The general election ballot has a dozen advisory votes, which are required by a 2007 initiative, to let voters sound off on taxes that were started or increased in this year’s session. But that law doesn’t require legislators to follow the advice, or even bring those taxes up for reconsideration.
In the previous 19 advisory votes over the last 11 years, they haven’t.
Unlike initiatives and referendums, which have statements by supporters and opponents in the Voter’s Guide, tax advisory votes have only a ballot title written by the state attorney general’s office and a projection – if one is available – from the Office of Financial Management of the amount of revenue the tax would generate over its first 10 years. Together, they would collect an estimated $9.7 billion in taxes over that period.
Here’s a look at the 12 advisory votes on the 2019 ballot:
Vote 20: Sets up a long-term care program by collecting a premium of 0.58% of a worker’s wages starting in 2022, but could be reduced in 2024. OFM lists the revenue as “indeterminate” because there are too many variables to estimate the number of participants and the receipts.

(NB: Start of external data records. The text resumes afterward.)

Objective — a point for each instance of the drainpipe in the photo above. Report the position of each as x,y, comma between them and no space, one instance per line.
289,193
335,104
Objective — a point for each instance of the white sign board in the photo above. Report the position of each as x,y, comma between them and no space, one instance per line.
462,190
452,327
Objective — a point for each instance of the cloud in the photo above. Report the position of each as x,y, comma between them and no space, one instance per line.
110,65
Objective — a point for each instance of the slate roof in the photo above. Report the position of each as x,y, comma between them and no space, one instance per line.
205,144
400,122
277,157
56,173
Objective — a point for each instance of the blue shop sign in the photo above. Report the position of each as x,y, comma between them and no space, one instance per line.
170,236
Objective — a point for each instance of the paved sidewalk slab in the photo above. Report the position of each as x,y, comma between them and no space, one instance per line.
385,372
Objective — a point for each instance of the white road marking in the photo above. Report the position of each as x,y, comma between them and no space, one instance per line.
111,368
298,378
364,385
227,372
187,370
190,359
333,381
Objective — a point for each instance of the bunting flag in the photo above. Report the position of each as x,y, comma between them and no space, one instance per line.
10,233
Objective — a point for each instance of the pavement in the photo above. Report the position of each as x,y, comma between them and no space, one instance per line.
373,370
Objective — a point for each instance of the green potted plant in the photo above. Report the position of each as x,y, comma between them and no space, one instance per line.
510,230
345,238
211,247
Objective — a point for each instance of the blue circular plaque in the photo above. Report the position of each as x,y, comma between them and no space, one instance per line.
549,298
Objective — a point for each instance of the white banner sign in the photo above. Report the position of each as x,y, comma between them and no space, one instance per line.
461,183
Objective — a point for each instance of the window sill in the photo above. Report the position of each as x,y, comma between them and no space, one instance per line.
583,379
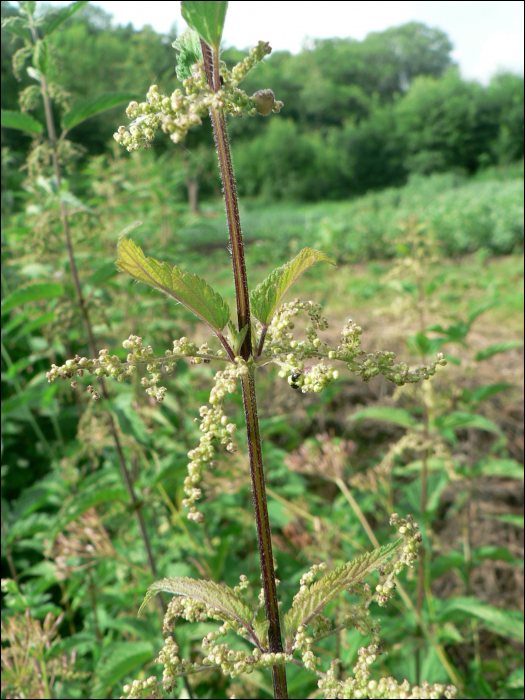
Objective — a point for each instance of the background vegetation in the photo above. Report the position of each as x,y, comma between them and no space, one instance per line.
410,177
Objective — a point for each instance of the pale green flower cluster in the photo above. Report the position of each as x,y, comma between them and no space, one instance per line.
282,348
106,365
234,662
178,113
361,686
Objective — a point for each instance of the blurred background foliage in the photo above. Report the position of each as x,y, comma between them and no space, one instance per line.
412,179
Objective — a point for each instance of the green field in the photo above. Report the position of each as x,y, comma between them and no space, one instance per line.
71,536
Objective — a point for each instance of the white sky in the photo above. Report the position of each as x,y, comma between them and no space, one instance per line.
487,35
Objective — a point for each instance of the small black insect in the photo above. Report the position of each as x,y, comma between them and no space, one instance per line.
296,375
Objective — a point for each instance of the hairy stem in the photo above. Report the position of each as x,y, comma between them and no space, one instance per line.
136,506
248,382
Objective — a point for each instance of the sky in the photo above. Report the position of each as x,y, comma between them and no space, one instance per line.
487,36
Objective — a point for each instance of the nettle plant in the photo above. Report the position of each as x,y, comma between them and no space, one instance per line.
265,333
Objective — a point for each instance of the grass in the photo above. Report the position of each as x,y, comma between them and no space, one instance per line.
100,588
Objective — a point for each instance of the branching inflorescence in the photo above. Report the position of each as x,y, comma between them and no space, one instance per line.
267,325
280,347
304,623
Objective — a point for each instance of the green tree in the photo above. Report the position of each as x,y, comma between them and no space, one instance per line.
447,123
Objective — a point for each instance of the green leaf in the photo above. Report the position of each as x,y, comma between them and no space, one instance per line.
103,273
267,296
123,658
87,108
223,598
17,25
190,290
312,601
33,292
508,623
497,348
236,338
206,18
190,52
41,56
21,121
54,19
398,416
491,552
515,680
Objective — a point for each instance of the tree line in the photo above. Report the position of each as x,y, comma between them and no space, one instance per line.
358,115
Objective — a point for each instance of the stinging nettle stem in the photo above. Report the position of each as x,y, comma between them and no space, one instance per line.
248,382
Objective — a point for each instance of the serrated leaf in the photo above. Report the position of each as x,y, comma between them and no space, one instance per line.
508,623
33,292
206,18
310,603
123,658
267,296
188,289
89,107
219,597
21,121
398,416
41,56
497,348
54,19
190,52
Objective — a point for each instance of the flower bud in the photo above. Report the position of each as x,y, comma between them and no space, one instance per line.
264,100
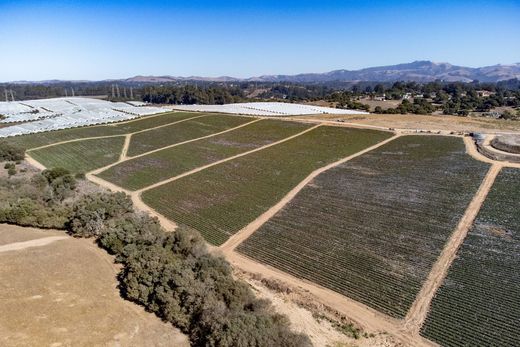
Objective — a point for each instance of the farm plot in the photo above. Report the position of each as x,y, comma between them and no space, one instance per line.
479,302
221,200
165,136
372,228
149,169
46,138
81,156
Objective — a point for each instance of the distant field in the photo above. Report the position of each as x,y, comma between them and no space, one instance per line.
144,171
221,200
81,156
372,228
46,138
190,129
479,302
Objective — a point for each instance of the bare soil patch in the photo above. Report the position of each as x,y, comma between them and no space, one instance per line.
64,294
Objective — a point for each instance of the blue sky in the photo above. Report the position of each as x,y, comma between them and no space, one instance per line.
116,39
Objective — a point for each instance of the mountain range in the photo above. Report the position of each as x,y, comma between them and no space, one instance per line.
419,71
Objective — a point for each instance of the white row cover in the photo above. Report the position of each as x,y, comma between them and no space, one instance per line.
267,109
62,113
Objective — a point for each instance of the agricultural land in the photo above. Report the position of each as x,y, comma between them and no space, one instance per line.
377,219
479,301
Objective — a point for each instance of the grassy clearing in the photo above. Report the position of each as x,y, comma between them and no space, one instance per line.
372,227
158,138
221,200
46,138
149,169
81,156
479,302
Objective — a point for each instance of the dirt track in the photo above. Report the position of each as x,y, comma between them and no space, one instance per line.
419,309
406,330
16,246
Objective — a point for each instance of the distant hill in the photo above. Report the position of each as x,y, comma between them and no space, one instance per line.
419,71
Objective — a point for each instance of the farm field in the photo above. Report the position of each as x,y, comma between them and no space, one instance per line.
65,294
149,169
46,138
81,156
372,228
190,129
479,302
221,200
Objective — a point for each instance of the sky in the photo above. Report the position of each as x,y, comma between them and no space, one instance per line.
97,40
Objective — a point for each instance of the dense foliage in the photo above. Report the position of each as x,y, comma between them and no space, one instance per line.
372,227
11,152
171,274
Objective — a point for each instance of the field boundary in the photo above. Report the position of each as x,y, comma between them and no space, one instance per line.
97,171
109,136
248,230
419,310
204,167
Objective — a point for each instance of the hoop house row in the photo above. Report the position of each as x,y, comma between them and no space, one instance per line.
479,302
372,227
221,200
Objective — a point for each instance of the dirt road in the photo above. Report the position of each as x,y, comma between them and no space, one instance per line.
16,246
419,309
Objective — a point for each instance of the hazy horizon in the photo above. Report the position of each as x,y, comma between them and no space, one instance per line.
94,40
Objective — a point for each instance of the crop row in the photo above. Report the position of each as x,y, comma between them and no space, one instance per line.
149,169
221,200
175,133
372,227
81,156
46,138
479,302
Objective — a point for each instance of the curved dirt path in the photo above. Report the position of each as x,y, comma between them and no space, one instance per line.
248,230
420,308
16,246
200,168
97,171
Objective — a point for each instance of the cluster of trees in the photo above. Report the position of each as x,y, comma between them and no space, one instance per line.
171,274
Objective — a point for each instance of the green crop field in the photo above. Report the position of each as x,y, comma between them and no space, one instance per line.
372,228
81,156
479,302
221,200
49,137
149,169
190,129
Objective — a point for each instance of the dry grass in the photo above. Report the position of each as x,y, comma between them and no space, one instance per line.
64,294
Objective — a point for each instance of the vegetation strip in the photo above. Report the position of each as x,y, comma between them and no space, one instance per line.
34,141
138,173
372,228
244,188
417,313
478,303
81,156
180,132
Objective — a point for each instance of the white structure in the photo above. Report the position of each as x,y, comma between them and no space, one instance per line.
266,109
60,113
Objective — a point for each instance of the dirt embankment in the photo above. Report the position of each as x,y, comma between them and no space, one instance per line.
60,291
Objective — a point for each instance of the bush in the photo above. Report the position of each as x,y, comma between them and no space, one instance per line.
10,152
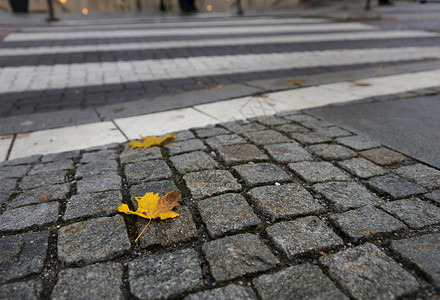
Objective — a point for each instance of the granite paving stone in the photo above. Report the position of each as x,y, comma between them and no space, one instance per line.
92,241
99,183
284,201
237,256
303,236
423,175
321,171
365,272
346,195
29,216
297,282
241,153
168,232
332,152
266,137
193,161
414,212
362,168
365,223
209,183
186,146
22,254
147,171
231,291
165,275
424,252
288,152
383,156
395,186
92,205
226,213
102,281
261,173
40,195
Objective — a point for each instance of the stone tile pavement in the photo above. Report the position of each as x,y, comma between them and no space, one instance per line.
279,207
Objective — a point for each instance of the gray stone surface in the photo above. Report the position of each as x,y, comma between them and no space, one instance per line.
266,137
366,223
346,195
414,212
303,236
332,152
285,201
395,186
261,173
241,153
186,146
168,232
288,152
226,213
229,292
147,171
22,254
100,183
314,172
208,183
237,256
165,275
91,282
365,272
424,252
423,175
362,168
92,241
193,161
92,205
41,194
29,216
383,156
297,282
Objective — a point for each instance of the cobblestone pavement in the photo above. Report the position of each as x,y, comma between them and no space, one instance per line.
279,207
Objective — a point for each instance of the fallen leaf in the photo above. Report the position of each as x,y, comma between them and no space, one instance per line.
150,141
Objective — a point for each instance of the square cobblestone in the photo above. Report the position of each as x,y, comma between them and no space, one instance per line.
424,252
147,171
298,282
395,186
168,232
288,152
22,254
261,173
366,223
346,195
284,201
237,256
383,156
226,213
365,272
303,236
209,183
165,275
322,171
266,137
92,241
423,175
90,282
362,168
414,212
241,153
332,152
193,161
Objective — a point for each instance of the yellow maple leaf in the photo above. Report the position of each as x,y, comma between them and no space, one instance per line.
149,141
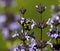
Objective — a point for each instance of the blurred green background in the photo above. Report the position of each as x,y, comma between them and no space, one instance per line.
32,14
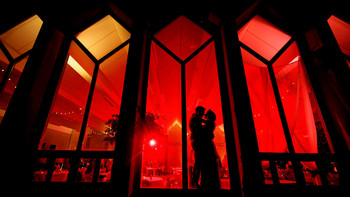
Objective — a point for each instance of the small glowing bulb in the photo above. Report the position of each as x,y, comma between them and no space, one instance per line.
152,142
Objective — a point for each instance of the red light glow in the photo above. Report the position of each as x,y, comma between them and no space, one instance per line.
152,142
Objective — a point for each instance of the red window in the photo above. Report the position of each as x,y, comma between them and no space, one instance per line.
182,62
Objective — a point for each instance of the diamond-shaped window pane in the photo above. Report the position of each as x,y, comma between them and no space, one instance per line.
21,38
103,36
182,37
341,31
263,37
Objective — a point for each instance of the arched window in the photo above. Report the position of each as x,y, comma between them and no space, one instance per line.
182,75
15,48
85,110
286,115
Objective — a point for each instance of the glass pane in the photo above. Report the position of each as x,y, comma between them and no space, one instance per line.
41,169
267,121
207,156
3,64
11,85
308,131
341,31
285,172
64,122
182,37
267,172
311,173
103,36
332,175
105,170
102,124
162,149
21,38
86,170
262,37
60,170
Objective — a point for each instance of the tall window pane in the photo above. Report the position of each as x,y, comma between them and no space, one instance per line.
267,121
202,89
3,64
11,85
17,41
162,148
307,128
66,115
106,102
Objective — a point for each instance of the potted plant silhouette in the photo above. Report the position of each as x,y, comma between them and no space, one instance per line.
150,123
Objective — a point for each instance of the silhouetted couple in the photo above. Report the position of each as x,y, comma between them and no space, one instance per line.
205,154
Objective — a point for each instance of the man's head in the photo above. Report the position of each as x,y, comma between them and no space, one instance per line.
200,110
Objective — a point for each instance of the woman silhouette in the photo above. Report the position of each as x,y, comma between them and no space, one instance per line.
210,171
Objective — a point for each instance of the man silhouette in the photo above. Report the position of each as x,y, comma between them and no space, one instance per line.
195,124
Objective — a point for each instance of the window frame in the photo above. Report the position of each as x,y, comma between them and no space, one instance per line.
321,160
77,154
214,39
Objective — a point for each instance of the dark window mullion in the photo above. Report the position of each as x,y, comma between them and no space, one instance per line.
184,127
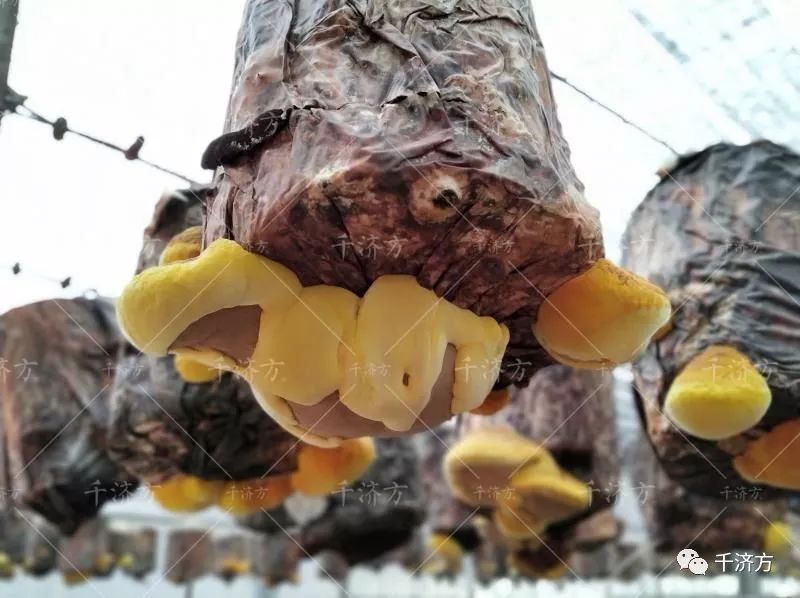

Vote 21: A surcharge of 0.052% on the business and occupation tax paid by timber companies was due to expire in 2024. It was extended to 2045 to pay for economic development programs in rural areas. Estimated revenue is $21 million over 10 years.
Vote 22: Adds a fee to the sale of interior and exterior paint for residential and commercial use to set up programs to collect and process leftover paint and keep it out of landfills. Estimated revenue is $6 million over 10 years.
Vote 23: Establishes a tax on vaping products based on the size of the containers of the solution used, with the money split between a public health account and a cancer research fund. Estimated revenue is $178 million over 10 years.
Vote 24: Places a surcharge on the B&O taxes collected from certain professional businesses, including legal, architectural, engineering, medical and research businesses, with higher surcharges on advanced computing businesses, to pay for expansion of the state Need Grant program. Estimated revenue is $2.25 billion over 10 years.
Vote 25: Increases the B&O tax paid by financial institutions with annual net income above $1 billion by 1.2 percent, with the money going to the General Fund, which pays for most state programs and salaries. Estimated revenue is more than $1 billion over 10 years.
Vote 26: Changes and expands the rules on which out-of-state businesses must collect and remit sales tax on online purchases made by Washington residents. Money goes to General Fund. Estimated revenue is more than $1 billion over 10 years.
Vote 27: Changes the hazardous substance tax on petroleum products from a percentage of the value to $1.09 per 42-gallon barrel, with the money going to programs that clean up toxic waste. Estimated revenue is $2.76 billion over 10 years.
Vote 28: Changes the sales-tax exemption certain out-of-state shoppers receive to a remittance program that requires the visitor to file an annual refund, and only if the tax paid is more than $25. Money goes to the General Fund. Estimated revenue is $313 million over 10 years.
Vote 29: Changes the calculation of the real estate excise tax from a flat rate of 1.28% of the sale price to a sliding scale that is 1.1% for sales below $500,000; 1.28% for sales from $500,000 to $1.5 million; 2.75% on sales from $1.5 million to $3 million; and 3% to sales above $3 million. Most money goes to the General Fund. Estimated revenue is $1.75 billion over 10 years.
Vote 30: Raises the B&O tax rate on travel agents and tour operators with gross incomes above $250,000 per year from 0.275% to 0.9 percent, with the money going into the General Fund. Estimated revenue is $28 million over 10 years.
Vote 31: Revises the criteria needed for international investment firms to qualify for a preferential B&O tax rate, raising the rate from .275% to 1.5% for those that don’t qualify. Estimated revenue is $367 million over 10 years.